Haber Vakti / Abdurrahman Dilipak
İslam Konferansına(!) katılacak ülkelerin çoğu Batılı emperyalist devletlerin işbirlikçisi iken halen bu tür yapılardan beklenti içine girmek nasıl bir duygu durumudur!? Ayrıca Dilipak Gazze’deki direnişi hamasete bulamayı da ihmal etmemiş. Çanakkale Savaşının devamı olarak görmüş. Halbuki Filistin de tam bu duruma Çanakkale Savaşının devamında düşürülmüştür.
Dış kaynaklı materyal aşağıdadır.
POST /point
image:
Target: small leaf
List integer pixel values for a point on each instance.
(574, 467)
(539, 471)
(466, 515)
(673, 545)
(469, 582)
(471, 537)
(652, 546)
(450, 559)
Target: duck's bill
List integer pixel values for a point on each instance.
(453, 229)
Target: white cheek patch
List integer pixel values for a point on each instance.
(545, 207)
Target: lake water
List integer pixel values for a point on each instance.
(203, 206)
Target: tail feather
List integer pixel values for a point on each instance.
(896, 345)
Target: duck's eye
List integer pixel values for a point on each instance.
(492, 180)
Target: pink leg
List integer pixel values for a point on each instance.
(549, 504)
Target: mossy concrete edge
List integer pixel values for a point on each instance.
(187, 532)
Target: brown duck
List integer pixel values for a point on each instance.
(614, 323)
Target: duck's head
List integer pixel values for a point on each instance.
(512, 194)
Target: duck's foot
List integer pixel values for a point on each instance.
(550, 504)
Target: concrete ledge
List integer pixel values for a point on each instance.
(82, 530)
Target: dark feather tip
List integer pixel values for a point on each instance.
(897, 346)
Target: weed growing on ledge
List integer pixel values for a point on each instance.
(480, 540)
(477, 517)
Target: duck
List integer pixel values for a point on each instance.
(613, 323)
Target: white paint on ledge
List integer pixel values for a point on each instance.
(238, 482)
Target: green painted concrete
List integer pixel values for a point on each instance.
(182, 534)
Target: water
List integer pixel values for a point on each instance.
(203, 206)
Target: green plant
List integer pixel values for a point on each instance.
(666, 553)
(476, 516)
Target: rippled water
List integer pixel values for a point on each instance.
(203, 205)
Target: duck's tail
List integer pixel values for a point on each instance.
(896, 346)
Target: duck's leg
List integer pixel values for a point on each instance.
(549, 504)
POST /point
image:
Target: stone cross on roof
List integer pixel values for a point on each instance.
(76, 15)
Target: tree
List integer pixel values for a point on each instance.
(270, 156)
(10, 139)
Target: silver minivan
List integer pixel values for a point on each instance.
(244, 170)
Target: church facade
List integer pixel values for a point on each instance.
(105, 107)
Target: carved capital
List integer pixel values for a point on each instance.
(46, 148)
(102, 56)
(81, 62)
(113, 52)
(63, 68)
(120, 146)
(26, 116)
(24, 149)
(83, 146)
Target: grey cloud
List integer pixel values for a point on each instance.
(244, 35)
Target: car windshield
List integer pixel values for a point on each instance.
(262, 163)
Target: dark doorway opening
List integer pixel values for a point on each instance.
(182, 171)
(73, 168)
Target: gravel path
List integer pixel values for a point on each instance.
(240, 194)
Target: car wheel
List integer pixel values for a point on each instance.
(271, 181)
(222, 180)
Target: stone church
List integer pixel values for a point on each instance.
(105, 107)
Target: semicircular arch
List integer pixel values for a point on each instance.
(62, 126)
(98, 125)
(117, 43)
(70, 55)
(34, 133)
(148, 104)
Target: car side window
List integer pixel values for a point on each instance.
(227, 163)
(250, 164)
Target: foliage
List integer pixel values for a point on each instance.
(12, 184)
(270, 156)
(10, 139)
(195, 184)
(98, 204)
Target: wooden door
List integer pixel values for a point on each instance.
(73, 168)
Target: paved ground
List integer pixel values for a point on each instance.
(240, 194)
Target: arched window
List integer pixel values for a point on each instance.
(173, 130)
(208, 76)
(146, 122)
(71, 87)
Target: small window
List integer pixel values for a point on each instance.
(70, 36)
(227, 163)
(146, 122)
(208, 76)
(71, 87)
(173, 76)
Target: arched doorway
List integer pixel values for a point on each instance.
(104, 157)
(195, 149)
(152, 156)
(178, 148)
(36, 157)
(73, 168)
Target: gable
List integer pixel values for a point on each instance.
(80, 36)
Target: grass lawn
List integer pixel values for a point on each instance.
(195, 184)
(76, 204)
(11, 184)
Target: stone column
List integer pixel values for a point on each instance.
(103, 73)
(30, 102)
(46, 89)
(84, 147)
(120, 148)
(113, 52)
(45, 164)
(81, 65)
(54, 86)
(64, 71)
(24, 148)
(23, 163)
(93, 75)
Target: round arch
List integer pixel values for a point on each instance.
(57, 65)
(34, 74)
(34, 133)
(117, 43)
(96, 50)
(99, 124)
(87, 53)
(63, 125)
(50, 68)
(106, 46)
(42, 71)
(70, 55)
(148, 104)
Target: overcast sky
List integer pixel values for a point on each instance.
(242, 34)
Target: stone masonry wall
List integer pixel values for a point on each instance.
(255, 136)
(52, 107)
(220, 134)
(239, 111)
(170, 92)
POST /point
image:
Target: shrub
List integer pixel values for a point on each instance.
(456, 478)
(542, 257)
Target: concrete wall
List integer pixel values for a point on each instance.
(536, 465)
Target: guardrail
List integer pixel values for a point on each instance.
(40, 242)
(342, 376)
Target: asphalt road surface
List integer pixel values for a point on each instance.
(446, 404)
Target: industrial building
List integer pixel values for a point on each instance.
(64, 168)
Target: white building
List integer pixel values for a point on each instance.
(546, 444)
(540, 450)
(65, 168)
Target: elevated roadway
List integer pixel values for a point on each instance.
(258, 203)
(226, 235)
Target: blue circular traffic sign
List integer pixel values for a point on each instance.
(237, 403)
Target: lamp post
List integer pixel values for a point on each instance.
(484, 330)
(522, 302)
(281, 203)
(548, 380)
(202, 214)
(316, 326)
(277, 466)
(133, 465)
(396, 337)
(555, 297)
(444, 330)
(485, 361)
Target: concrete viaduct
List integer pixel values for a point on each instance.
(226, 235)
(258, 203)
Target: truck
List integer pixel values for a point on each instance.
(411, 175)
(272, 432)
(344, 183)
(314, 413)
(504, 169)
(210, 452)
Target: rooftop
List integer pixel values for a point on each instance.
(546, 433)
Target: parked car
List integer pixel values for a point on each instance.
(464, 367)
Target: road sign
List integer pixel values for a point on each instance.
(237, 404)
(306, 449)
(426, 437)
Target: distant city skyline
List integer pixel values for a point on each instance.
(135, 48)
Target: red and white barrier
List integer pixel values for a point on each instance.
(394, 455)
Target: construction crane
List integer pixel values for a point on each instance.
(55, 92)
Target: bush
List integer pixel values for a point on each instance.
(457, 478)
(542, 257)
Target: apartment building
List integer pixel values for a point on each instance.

Yani Çanakkale’de kazanılan zaferle savaş bitmiyor, devam ediyor. Ve 1917’de aynı savaşın(1. Dünya Savaşı) devamında Filistin işgal ediliyor. Fakat ne hikmetse bizim(!) yazar çizer takımı da işin hamaset tarafından olaylara bakmaya devam ediyor.